The chest itself does not have to be of a particular material to be considered a hope chest. As wooden chests tend to be a little costly, plastic bins you can buy for $10 from Walmart will do to store the items until you are able to acquire that special, perhaps more elegant container for your memories and hopes. However, if you are able to consider a wooden chest now, the most popular type of wood is cedar. One reason is because moths seem to stay away better when cedar is used, but the nicer-sounding reason is that it smells heavenly. If the lighter colored wood, like cedar is not your particular preference, don’t fret! Many of the cedar chests on the market today are either made from cedar or inwardly lined with cedar, but can be stained on the outside to look like, cherry, oak, pine, or even black or white.

So, putting a dowry in the hope chest is outdated… what can you put in a hope chest that will have relevance to today’s culture and tomorrow’s generation? As mentioned in the opening, a modern title for a hope chest might be “teachable treasure chest,” with the intent to fill it with items that will build up future generations and provide them with hope, to put a new twist on the definition of the term “hope chest.” While my own ideas of what to put in a modern hope chest might take a little more effort and consideration, the benefits to future generations are worth the work.
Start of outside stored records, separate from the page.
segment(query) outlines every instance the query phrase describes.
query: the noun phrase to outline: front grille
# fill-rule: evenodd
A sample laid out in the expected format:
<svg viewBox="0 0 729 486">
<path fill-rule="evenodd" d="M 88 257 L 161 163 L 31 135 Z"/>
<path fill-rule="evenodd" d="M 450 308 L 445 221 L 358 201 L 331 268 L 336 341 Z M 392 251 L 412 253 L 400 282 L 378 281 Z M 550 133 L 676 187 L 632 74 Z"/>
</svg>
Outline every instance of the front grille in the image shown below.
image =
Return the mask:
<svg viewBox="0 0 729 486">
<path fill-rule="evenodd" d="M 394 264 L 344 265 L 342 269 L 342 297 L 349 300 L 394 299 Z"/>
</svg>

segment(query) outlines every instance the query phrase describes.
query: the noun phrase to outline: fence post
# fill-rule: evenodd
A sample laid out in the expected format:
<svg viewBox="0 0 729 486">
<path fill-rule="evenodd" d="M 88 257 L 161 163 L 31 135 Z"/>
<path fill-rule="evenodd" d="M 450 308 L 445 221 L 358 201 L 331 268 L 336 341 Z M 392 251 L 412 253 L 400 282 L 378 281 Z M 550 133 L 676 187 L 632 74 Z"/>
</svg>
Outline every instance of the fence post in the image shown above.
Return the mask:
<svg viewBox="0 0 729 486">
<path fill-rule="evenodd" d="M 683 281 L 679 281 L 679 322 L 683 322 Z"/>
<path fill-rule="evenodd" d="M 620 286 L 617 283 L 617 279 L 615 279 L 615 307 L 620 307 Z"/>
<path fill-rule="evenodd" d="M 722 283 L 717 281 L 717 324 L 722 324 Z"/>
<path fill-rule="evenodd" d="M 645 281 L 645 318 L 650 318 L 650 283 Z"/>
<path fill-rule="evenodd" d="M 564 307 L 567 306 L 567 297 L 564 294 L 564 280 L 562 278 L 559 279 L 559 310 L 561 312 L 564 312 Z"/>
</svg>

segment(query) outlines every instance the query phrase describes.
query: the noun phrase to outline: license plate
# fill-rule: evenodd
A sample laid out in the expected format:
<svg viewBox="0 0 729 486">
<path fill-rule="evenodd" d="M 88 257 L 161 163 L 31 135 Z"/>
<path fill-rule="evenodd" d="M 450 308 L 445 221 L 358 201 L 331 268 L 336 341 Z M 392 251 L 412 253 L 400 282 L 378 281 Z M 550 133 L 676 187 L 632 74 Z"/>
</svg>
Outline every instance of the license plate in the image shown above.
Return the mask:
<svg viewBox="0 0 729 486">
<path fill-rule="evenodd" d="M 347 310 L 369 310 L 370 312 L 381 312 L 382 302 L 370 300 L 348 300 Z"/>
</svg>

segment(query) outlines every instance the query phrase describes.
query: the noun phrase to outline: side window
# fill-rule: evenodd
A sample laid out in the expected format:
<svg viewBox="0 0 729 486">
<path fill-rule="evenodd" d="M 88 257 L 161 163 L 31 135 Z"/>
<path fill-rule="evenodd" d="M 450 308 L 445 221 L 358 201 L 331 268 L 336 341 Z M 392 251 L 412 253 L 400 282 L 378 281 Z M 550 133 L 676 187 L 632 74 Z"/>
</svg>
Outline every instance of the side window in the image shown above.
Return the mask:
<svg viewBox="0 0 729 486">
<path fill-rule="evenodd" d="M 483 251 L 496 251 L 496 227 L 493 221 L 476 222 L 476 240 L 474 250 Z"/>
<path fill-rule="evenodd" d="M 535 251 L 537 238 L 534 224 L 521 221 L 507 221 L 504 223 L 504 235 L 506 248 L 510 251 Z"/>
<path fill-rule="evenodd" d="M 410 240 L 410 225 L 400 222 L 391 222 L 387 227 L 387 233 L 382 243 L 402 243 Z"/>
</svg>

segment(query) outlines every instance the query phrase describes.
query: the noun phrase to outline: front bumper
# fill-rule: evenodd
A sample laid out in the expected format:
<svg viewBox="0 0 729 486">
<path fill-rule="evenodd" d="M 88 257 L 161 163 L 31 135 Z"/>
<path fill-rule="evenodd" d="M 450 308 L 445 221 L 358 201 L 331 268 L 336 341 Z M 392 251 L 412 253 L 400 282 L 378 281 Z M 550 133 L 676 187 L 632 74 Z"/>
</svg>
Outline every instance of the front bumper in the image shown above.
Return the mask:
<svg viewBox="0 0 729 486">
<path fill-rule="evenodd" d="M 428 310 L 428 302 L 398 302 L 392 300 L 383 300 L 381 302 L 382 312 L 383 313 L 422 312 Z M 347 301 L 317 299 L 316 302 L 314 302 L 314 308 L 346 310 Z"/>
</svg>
Here are a few ideas of what you might consider filling your hope chest with:

  • Write letters to the person you know will inherit the chest and include advice and anecdotes from your own life
  • If biblical scripture is important in your family, include some hand-written, favorite scriptures that were special or helpful to you in your own life
  • Select some photos that would be very precious to the person receiving the chest; try to include photos from old generations along with a story about their lives
  • A childhood storybook that is very special to you
  • A drawing or craft made for you by your child (especially if that child will be receiving the chest) that is very special to you, even if it is falling apart
  • A DVD with videos that are special to you from your childhood and/or the childhood of the person who will be receiving the chest
  • The recipient’s baby book (if they have one)
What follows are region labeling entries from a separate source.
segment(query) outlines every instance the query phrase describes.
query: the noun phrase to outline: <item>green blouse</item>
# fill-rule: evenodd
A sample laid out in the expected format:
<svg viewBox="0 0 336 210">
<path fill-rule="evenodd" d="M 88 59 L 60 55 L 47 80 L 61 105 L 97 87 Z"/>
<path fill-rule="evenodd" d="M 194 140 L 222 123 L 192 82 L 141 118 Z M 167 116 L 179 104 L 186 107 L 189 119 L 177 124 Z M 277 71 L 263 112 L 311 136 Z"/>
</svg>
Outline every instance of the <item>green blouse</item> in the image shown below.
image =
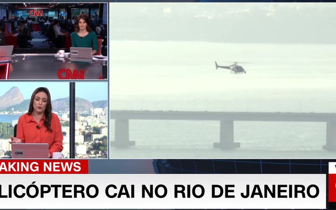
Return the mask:
<svg viewBox="0 0 336 210">
<path fill-rule="evenodd" d="M 70 36 L 72 47 L 92 47 L 93 50 L 98 52 L 98 41 L 95 32 L 91 32 L 85 37 L 81 38 L 76 32 L 72 33 Z"/>
</svg>

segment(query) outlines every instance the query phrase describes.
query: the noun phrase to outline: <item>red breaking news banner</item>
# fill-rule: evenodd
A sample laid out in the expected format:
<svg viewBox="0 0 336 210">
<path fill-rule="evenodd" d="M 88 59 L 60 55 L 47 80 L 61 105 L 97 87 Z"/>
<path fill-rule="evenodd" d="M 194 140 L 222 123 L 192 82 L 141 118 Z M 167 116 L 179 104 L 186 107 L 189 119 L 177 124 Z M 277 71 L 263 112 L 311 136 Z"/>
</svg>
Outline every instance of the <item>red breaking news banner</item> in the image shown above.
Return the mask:
<svg viewBox="0 0 336 210">
<path fill-rule="evenodd" d="M 0 174 L 87 173 L 87 160 L 0 160 Z"/>
</svg>

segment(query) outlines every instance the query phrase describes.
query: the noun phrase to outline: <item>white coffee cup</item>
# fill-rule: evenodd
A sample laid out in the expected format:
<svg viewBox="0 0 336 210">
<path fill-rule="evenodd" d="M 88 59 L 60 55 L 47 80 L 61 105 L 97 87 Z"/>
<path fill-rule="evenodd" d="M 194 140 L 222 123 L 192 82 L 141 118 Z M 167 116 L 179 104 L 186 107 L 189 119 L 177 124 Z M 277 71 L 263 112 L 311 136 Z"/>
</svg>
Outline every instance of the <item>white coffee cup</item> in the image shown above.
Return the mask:
<svg viewBox="0 0 336 210">
<path fill-rule="evenodd" d="M 60 50 L 57 52 L 57 54 L 59 57 L 64 57 L 64 50 Z"/>
<path fill-rule="evenodd" d="M 62 154 L 62 153 L 60 153 L 59 152 L 55 152 L 52 153 L 52 159 L 61 159 L 62 158 L 64 158 L 64 156 L 63 156 L 63 154 Z"/>
</svg>

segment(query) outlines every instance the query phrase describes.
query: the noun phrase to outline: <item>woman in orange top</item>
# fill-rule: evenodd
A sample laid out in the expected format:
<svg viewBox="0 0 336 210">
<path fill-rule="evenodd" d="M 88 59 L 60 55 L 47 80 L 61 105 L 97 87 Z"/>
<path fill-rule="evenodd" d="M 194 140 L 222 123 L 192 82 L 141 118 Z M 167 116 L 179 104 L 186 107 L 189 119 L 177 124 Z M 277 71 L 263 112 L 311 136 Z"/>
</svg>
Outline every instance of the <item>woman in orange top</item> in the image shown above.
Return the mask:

  • Special, favorite jewelry that you’d like the recipient to also cherish

These are just some ideas. If there are any special items from past generations that are more specific, it’s a good idea to include those as well, along with an explanation of the significance. Everything you put into the chest should communicate to the recipient a message. A childhood story book that you read when you were little will likely be tattered, and the inclusion of it communicates that you hold childhood reading in high importance. A pipe cleaner and construction paper craft, especially if it was made by the recipient as a child, communicates the significance you attach to a gift from that person, even if the gift is not functional at all. It shows that you cherish the person’s heart in giving it rather than what the gift is.
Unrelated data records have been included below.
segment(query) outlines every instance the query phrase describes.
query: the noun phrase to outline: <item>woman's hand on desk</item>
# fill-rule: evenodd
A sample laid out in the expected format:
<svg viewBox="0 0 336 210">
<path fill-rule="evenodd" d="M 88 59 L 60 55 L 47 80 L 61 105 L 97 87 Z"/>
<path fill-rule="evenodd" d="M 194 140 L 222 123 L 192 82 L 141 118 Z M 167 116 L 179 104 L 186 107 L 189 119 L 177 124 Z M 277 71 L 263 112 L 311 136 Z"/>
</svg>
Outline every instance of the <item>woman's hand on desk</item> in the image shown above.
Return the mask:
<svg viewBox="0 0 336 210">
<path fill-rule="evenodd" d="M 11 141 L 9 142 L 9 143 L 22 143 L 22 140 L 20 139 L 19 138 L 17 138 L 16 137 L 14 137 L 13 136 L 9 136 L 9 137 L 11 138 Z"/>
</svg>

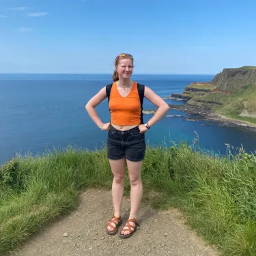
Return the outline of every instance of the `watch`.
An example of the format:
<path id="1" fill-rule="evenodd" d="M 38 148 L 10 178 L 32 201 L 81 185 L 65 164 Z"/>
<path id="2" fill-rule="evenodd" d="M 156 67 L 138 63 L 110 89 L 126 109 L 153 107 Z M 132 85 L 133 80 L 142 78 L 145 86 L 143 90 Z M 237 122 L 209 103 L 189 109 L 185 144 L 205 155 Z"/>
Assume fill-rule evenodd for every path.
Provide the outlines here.
<path id="1" fill-rule="evenodd" d="M 144 125 L 147 129 L 150 129 L 150 126 L 147 124 L 147 123 L 145 124 Z"/>

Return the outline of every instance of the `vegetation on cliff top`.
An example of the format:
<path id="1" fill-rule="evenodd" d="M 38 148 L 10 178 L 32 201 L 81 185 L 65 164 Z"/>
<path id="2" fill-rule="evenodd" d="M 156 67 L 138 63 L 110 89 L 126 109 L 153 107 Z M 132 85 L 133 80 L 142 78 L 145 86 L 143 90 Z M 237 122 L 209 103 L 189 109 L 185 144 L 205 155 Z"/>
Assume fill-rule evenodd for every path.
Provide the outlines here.
<path id="1" fill-rule="evenodd" d="M 240 70 L 256 70 L 256 67 L 254 66 L 244 66 L 243 67 L 239 68 Z"/>
<path id="2" fill-rule="evenodd" d="M 227 152 L 225 157 L 205 154 L 197 140 L 192 145 L 148 147 L 141 173 L 143 200 L 159 209 L 179 208 L 223 255 L 255 255 L 256 158 L 242 148 L 234 156 L 229 145 Z M 80 191 L 110 189 L 112 178 L 105 148 L 70 147 L 17 157 L 0 167 L 0 255 L 72 210 Z M 126 177 L 126 195 L 129 189 Z"/>
<path id="3" fill-rule="evenodd" d="M 211 82 L 189 85 L 184 95 L 191 97 L 188 104 L 210 107 L 223 115 L 256 124 L 255 70 L 253 66 L 225 69 Z M 201 91 L 189 91 L 194 89 Z"/>

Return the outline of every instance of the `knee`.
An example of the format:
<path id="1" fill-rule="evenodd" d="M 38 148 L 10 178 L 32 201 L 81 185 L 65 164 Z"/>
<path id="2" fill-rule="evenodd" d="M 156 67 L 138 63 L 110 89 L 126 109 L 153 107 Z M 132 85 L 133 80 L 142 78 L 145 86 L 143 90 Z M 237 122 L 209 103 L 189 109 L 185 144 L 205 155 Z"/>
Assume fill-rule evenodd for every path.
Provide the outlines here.
<path id="1" fill-rule="evenodd" d="M 114 182 L 118 184 L 122 184 L 124 182 L 125 175 L 115 175 Z"/>
<path id="2" fill-rule="evenodd" d="M 137 186 L 141 182 L 140 177 L 130 177 L 130 183 L 131 186 Z"/>

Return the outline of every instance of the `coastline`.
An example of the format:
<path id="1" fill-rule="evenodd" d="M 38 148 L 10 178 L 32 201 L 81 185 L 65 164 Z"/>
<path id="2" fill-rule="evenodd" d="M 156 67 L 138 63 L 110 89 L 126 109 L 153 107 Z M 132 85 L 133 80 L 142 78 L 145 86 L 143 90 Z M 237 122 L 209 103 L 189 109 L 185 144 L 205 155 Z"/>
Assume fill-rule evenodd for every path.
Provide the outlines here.
<path id="1" fill-rule="evenodd" d="M 171 97 L 165 97 L 165 98 L 170 99 Z M 171 98 L 173 100 L 173 98 Z M 212 121 L 218 125 L 225 126 L 238 127 L 246 130 L 252 130 L 256 132 L 256 124 L 249 123 L 246 121 L 238 120 L 234 118 L 226 117 L 222 115 L 219 115 L 216 112 L 214 112 L 210 109 L 202 109 L 200 107 L 193 106 L 186 104 L 176 105 L 173 104 L 169 104 L 169 106 L 171 109 L 177 110 L 184 112 L 186 115 L 190 117 L 184 117 L 180 115 L 169 115 L 169 117 L 180 117 L 186 121 L 199 121 L 199 120 L 207 120 Z M 156 109 L 145 109 L 143 113 L 145 115 L 154 114 L 156 111 Z"/>

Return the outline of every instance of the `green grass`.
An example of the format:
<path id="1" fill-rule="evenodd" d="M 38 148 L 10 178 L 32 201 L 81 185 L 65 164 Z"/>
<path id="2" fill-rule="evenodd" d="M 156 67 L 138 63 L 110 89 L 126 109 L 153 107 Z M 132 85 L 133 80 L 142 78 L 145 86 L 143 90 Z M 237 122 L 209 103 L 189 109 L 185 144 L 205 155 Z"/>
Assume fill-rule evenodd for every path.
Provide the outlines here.
<path id="1" fill-rule="evenodd" d="M 243 67 L 239 68 L 240 70 L 256 70 L 256 67 L 253 66 L 244 66 Z"/>
<path id="2" fill-rule="evenodd" d="M 233 94 L 223 96 L 221 100 L 225 104 L 217 106 L 216 110 L 223 115 L 236 117 L 240 114 L 243 109 L 247 110 L 248 113 L 255 113 L 256 85 L 244 86 Z"/>
<path id="3" fill-rule="evenodd" d="M 141 175 L 143 200 L 158 209 L 179 208 L 223 255 L 253 256 L 255 175 L 256 159 L 242 149 L 236 156 L 228 146 L 227 156 L 221 157 L 182 142 L 149 147 Z M 0 169 L 0 255 L 72 210 L 81 191 L 111 189 L 112 178 L 105 148 L 89 152 L 70 147 L 6 162 Z M 129 189 L 126 178 L 126 195 Z"/>
<path id="4" fill-rule="evenodd" d="M 238 120 L 245 121 L 245 122 L 248 122 L 252 123 L 252 124 L 256 124 L 256 118 L 248 117 L 241 117 L 240 115 L 231 115 L 229 117 L 231 117 L 231 118 L 238 119 Z"/>
<path id="5" fill-rule="evenodd" d="M 196 89 L 210 89 L 210 90 L 212 90 L 212 89 L 214 89 L 216 86 L 216 85 L 208 85 L 208 84 L 205 84 L 205 85 L 197 85 L 197 84 L 195 84 L 195 85 L 189 85 L 187 86 L 187 87 L 188 88 L 196 88 Z"/>

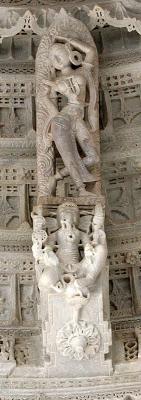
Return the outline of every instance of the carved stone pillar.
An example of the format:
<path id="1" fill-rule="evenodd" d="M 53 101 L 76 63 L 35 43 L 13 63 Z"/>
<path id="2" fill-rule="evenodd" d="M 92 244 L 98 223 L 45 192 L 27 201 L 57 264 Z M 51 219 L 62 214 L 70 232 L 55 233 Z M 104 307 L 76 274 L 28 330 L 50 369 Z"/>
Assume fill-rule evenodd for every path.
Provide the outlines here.
<path id="1" fill-rule="evenodd" d="M 106 376 L 112 364 L 98 56 L 86 26 L 64 10 L 39 45 L 36 83 L 32 250 L 45 371 L 52 378 Z"/>

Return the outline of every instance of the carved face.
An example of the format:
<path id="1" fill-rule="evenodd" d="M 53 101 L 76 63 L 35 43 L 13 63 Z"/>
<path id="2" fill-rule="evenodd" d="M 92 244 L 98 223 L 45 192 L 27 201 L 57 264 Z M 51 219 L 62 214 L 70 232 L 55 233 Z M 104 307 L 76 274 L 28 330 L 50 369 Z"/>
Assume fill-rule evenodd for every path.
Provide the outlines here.
<path id="1" fill-rule="evenodd" d="M 55 69 L 61 70 L 70 65 L 69 54 L 61 43 L 54 44 L 51 47 L 50 58 Z"/>
<path id="2" fill-rule="evenodd" d="M 61 226 L 78 225 L 78 214 L 76 210 L 62 210 L 58 213 L 58 220 Z"/>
All of the items included in the chest can serve as a teachable moment for the recipient. So take care what you put in there and consider the message it is sending. Whether it is a chest full of great-grandmother’s old china, grandma’s hand-embroidered wedding dress, and your mom’s favorite costume jewelry and pants suit or loaded with hand written letters, photos, and memorable childhood items, a hope chest can inspire, instruct and invigorate future generations.